AMD meanwhile alerted its China operations on Wednesday that the US chipmaker will suspend some shipments of high-end GPUs to China, according to two people familiar with the matter. AMD confirmed to Nikkei Asia that it has received notification of new licensing requirements from the US Department of Commerce that prevent it from shipping MI250 integrated circuits to China and Russia.
“The only current products that the new licensing requirement applies to are A100, H100 and systems such as DGX that include them,” a Nvidia spokesperson said, referring to the company’s premium AI accelerators, which can be used to develop cutting-edge supercomputers.
AMD’s MI250 chip is another such AI accelerator.

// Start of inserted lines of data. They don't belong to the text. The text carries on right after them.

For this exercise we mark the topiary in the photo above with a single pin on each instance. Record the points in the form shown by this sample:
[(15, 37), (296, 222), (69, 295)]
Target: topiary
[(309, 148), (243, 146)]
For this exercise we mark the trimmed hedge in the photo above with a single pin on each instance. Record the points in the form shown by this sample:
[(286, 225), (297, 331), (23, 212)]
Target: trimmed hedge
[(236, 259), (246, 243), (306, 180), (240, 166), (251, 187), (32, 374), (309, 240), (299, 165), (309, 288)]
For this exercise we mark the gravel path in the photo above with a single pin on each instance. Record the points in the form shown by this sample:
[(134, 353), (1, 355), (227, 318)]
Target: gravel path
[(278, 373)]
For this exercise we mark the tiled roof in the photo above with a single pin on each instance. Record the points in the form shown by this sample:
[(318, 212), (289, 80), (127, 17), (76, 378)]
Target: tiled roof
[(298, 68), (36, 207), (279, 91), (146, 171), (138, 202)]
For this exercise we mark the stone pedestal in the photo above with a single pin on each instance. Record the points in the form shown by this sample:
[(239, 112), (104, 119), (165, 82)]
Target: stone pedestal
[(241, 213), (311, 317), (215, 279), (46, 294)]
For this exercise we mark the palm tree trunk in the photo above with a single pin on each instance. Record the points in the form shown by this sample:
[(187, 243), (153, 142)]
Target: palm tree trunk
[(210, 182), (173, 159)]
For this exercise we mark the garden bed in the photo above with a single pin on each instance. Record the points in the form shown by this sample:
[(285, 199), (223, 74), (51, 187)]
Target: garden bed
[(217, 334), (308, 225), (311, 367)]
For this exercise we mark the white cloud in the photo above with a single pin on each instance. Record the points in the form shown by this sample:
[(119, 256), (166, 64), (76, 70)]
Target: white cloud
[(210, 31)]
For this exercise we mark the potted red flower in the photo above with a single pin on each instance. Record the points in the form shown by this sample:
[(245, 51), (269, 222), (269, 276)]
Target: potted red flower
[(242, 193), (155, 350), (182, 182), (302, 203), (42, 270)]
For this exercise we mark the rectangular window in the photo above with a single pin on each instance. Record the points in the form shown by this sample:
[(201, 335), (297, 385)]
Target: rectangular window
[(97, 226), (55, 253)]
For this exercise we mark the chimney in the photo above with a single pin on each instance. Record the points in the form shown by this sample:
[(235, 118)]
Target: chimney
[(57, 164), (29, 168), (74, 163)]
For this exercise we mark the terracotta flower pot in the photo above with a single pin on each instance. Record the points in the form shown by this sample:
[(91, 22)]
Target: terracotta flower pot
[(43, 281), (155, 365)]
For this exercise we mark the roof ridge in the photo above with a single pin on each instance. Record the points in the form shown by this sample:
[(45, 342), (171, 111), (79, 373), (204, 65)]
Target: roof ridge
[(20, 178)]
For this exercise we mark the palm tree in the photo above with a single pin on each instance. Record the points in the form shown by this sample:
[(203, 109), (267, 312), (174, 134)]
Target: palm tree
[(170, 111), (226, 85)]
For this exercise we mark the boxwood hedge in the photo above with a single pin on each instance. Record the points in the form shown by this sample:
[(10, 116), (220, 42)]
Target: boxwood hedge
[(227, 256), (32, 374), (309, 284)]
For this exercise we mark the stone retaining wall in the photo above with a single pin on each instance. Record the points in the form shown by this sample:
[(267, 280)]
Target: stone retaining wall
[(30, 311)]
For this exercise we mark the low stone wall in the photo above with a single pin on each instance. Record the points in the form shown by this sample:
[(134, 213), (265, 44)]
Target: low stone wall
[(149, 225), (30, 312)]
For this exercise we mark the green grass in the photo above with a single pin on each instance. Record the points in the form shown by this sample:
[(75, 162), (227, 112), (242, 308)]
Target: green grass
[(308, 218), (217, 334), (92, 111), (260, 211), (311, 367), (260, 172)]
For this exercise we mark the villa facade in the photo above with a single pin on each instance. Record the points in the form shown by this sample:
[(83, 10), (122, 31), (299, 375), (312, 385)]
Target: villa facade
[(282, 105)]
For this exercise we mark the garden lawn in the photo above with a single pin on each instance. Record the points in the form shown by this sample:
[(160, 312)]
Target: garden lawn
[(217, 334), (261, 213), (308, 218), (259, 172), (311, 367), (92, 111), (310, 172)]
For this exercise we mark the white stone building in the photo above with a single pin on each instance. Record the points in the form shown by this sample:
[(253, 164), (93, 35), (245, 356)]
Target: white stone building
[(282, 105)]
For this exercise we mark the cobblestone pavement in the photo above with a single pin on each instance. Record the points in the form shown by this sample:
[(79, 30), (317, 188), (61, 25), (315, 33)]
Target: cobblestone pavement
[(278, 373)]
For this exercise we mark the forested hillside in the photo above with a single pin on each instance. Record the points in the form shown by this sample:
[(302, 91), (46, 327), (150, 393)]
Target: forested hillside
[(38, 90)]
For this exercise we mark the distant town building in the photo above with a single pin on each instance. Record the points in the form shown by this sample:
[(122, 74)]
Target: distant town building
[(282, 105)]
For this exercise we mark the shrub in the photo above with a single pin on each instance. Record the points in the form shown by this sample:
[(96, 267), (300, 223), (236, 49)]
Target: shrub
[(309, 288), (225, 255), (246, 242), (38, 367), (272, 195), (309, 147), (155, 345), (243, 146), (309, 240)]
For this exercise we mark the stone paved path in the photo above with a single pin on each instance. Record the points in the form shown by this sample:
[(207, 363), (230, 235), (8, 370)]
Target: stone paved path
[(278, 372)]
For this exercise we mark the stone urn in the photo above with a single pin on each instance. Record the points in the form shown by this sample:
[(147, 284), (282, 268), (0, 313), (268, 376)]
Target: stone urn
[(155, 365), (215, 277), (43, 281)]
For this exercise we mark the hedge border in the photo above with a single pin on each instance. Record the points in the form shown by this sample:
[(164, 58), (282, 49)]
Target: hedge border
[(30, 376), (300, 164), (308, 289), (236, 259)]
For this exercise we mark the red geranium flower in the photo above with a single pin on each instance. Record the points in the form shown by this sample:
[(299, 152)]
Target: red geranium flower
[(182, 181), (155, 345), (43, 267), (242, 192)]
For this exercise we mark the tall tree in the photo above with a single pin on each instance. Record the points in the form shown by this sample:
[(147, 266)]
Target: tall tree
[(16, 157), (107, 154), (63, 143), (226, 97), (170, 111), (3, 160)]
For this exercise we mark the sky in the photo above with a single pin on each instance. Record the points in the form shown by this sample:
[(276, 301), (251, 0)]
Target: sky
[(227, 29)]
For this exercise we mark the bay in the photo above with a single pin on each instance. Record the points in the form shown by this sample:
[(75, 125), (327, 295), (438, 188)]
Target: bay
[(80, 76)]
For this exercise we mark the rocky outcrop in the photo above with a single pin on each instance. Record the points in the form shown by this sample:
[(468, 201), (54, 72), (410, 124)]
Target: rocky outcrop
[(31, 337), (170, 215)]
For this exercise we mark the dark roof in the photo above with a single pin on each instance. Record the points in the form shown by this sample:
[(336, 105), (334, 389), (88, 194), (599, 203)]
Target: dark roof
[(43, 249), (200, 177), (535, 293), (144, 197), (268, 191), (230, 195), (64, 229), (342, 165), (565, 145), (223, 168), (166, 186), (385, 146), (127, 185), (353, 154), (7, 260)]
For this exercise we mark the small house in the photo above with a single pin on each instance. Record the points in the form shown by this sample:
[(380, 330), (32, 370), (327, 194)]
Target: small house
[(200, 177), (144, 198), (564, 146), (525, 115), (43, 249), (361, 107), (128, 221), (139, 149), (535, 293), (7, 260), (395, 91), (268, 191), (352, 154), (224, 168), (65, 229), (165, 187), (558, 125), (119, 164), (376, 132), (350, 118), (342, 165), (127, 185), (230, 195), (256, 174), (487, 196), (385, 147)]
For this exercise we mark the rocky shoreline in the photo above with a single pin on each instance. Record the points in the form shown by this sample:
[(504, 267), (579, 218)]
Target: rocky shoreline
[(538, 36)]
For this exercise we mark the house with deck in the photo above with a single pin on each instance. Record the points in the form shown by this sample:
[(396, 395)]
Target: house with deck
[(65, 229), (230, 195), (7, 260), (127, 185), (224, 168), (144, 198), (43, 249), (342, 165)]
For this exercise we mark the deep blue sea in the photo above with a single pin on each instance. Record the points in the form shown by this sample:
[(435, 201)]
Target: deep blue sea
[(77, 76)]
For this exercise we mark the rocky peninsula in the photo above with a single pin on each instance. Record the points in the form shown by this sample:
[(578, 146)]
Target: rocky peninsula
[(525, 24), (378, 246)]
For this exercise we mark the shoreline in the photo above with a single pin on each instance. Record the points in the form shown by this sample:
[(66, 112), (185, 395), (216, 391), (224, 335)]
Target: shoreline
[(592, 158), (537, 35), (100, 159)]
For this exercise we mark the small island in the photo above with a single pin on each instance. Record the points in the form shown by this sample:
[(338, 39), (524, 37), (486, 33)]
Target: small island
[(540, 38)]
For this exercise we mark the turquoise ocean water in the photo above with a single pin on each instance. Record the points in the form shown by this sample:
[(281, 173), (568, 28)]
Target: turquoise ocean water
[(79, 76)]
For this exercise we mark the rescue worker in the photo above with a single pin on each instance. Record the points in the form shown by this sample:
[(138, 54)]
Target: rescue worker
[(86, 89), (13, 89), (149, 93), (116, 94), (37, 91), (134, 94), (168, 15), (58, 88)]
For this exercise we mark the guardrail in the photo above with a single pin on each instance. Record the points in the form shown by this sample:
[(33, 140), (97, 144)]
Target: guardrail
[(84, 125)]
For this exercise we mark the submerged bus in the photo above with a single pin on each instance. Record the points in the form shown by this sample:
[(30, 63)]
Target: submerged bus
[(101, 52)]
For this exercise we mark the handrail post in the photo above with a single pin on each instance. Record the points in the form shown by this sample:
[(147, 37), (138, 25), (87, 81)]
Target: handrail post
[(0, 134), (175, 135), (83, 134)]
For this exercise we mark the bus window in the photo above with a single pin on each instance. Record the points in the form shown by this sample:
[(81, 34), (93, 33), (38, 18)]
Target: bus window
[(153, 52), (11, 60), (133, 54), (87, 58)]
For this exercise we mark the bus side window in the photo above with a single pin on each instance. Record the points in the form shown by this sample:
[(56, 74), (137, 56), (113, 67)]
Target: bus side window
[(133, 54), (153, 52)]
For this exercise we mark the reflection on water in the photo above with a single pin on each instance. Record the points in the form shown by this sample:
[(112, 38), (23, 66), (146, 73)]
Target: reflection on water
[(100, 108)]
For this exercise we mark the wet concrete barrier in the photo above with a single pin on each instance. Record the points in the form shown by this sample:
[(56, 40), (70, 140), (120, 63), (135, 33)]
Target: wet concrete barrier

An official from the Commerce Department told Nikkei Asia that the agency cannot comment on specific policy changes but said it is taking a comprehensive approach to implementing additional actions necessary to protect US national security and foreign policy interests and avoid any advanced US technologies ending up being used in Chinese military applications.
Washington’s move marks the latest escalation in the US-China tech battle.
In August, the US restricted exports of the most advanced chip design software to curb Chinese efforts to produce cutting-edge chips locally. The CEOs of two leading US semiconductor equipment makers, Lam Research and KLA, also confirmed in earnings conferences that the US had further restricted the shipment of machines that can be used to build chips more advanced than those at the 14-nanometer level.
Currently, the world’s top chipmakers – Intel, TSMC and Samsung – are racing to produce 3-nm chips using the latest chip production technologies. Chips with smaller nanometer sizes are more powerful but also more challenging to develop.
The US found that the Chinese military is still heavily relying on American technologies and advanced chip production capacity in Taiwan and South Korea for procuring its AI chips, according to a research report in June from Georgetown University’s Center for Security and Emerging Technology that analysed thousands of public purchasing records for the People’s Liberation Army.
Of the 97 individual AI chips that it could identify in the records, nearly all were designed by Nvidia, Xilinx (now an AMD company), Intel or Microsemi, the report said.
By comparison, the Georgetown team could not find any public records of PLA units or state-owned defence enterprises placing orders for high-end AI chips designed by Chinese companies such as HiSilicon (Huawei), Sugon, Sunway, Hygon or Phytium.